Endocrine Abstracts

JOINT2557

Background: Calcitonin (CTN)-secreting neuroendocrine neoplasms of the lung are very rare tumors. Differentiating between medullary thyroid cancer and an ectopic source of calcitonin secretion is challenging. Abnormal calcitonin concentrations have been linked to extra-thyroidal sources in neuroendocrine neoplasms located in the pancreas, parathyroid glands, thymus, esophagus, lung, small intestine, adrenal glands, and bladder.

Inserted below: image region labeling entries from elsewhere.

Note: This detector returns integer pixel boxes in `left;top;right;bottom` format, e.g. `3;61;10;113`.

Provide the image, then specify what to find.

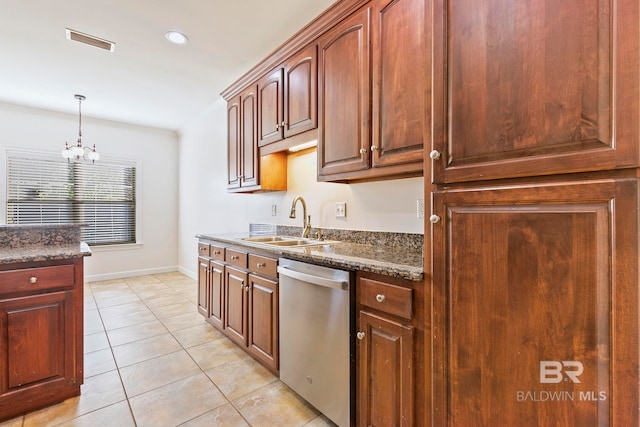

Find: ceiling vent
65;28;116;52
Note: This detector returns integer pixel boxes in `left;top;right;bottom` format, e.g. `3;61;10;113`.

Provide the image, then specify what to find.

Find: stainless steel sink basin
241;236;337;247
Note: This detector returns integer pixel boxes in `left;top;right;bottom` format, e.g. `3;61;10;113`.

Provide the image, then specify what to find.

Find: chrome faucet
289;196;311;238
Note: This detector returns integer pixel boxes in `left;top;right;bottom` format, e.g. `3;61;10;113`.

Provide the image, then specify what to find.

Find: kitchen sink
241;236;337;247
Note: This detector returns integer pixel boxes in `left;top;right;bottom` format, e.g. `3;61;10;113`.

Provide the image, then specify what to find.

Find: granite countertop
0;242;91;264
196;233;424;281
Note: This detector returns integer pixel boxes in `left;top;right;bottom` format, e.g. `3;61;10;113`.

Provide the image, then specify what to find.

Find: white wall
178;99;424;277
0;103;178;281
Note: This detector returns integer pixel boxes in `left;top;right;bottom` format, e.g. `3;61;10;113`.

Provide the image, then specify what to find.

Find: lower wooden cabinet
0;259;84;421
356;272;425;427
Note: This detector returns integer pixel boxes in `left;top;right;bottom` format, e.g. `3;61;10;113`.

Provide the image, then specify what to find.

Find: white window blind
7;152;136;245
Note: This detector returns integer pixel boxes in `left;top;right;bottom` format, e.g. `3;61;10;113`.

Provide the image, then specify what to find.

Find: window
7;151;136;246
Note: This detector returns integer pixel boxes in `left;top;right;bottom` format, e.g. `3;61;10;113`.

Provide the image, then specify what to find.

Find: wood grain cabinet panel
432;0;640;182
432;173;640;426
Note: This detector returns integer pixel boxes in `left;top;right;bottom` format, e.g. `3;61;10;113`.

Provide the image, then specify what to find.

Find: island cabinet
431;0;640;183
356;272;426;427
318;0;430;181
258;43;318;147
0;258;84;421
430;175;640;426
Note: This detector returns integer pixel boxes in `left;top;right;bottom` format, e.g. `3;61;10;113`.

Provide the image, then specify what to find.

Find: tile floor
0;272;334;427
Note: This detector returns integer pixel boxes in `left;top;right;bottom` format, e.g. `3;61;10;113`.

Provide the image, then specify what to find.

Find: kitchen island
0;224;91;421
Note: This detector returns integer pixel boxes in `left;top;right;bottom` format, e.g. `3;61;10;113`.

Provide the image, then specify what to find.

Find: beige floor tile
180;403;249;427
207;356;278;400
24;371;126;427
187;336;246;371
84;310;104;335
84;332;109;353
107;319;168;347
84;348;116;378
173;323;224;348
64;402;136;427
113;332;182;368
160;307;206;332
120;350;200;397
130;373;227;427
233;381;320;427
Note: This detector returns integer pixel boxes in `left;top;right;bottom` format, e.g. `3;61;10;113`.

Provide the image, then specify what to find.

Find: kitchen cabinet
431;0;640;183
0;258;83;420
227;85;287;192
356;272;425;427
258;44;318;147
318;0;430;181
431;176;640;426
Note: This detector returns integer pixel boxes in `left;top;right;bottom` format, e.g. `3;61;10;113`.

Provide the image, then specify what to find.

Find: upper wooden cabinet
432;0;640;183
258;44;318;147
318;0;430;181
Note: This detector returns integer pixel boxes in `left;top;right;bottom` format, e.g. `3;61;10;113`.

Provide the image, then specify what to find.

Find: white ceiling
0;0;335;130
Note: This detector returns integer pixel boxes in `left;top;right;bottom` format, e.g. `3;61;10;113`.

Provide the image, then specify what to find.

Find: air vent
65;28;116;52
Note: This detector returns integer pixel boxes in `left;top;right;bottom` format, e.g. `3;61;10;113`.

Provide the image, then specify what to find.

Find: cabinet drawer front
224;248;247;268
198;243;209;256
0;265;74;294
249;254;278;277
209;245;224;261
359;278;413;320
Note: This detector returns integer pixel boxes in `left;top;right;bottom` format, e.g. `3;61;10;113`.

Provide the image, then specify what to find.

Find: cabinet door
371;0;430;172
224;266;249;347
227;96;241;189
284;44;318;138
258;68;284;147
198;257;210;317
209;261;225;330
249;274;278;371
240;86;260;187
0;291;75;398
433;0;640;182
318;8;371;181
431;174;640;426
357;311;415;427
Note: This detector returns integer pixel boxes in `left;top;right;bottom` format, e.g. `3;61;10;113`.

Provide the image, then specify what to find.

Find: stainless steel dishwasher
278;258;355;427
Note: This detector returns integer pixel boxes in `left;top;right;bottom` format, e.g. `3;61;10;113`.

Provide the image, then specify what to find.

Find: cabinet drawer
198;243;209;256
224;248;247;268
0;265;75;295
209;245;224;261
249;254;278;278
359;278;413;320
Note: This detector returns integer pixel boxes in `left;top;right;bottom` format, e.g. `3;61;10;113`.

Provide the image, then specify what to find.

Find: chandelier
62;95;100;163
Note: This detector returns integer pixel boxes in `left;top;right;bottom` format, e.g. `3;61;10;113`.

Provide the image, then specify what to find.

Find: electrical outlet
417;199;424;219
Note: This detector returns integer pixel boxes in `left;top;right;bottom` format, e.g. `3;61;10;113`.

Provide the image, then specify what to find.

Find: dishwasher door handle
278;266;349;291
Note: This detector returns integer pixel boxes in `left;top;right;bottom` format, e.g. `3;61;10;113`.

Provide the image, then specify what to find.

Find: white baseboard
84;265;180;283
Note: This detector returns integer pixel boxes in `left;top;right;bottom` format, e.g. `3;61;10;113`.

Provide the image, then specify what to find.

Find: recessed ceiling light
164;31;189;44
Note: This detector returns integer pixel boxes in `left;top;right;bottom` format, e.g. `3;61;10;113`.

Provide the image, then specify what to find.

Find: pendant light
62;95;100;163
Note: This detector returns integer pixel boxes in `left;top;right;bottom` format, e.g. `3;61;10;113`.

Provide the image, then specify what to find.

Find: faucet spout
289;196;311;238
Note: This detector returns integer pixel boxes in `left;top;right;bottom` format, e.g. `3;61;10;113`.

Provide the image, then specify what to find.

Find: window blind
7;152;136;245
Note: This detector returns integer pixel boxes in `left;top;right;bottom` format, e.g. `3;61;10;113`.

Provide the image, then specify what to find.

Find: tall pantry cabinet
425;0;640;426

Case: A 54-year-old male patient presented with weight loss, nausea, vomiting, and back pain. He had no other disease and was not on any regular medications. Calcitonin was 1011 ng/l, and CEA was 3.8 ng/ml. Thyroid USG shows an iso-hypoechoic nodule measuring 21x23x24 mm in the right inferior posterior region, containing cystic degeneration areas and macrocalcifications. The nodule’s fine needle aspiration cytology showed atypia of undetermined significance, and the CTN washout was negative. During chest and abdominal imaging, a mass measuring about 45x40 mm was found in the lower lobe of the right lung, and a 56x63 mm mass lesion that showed uneven enhancement was found in the right adrenal gland. Plasma metanephrine levels were normal. We referred him for an 18fluoro-deoxyglucose PET (18FDG-PET), which revealed normal metabolic activity throughout the thyroid. There was high uptake (SUVmax 14.39) within the 4.5 cm mass lesion located in the posterior lower lobe of the right lung and the 6.5 cm mass lesion in the right adrenal gland (SUVmax 10.77). A biopsy diagnosed the patient’s lung mass as pulmonary neuroendocrine carcinoma. Malignant cells were positive for CD56, synaptophysin and calcitonin. Staining for chromogranin A and Napsin A was negative. The Ki-67 proliferation index was high at 70%. The medical oncology department initiated systemic chemotherapy. Follow-up imaging after chemotherapy showed progressive disease.

Conclusion: This case highlighted the complexity of the differential diagnosis of hypercalcitoninemia, more particularly the difficulty of distinguishing between medullary cancer and a tumor with ectopic calcitonin release. The different diagnoses are important since treatment and prognosis are different. The approach to hypercalcitoninemia requires a multidisciplinary one. It is important to perform a complete clinical evaluation of these patients so that ectopic calcitonin-secreting tumors are not overlooked.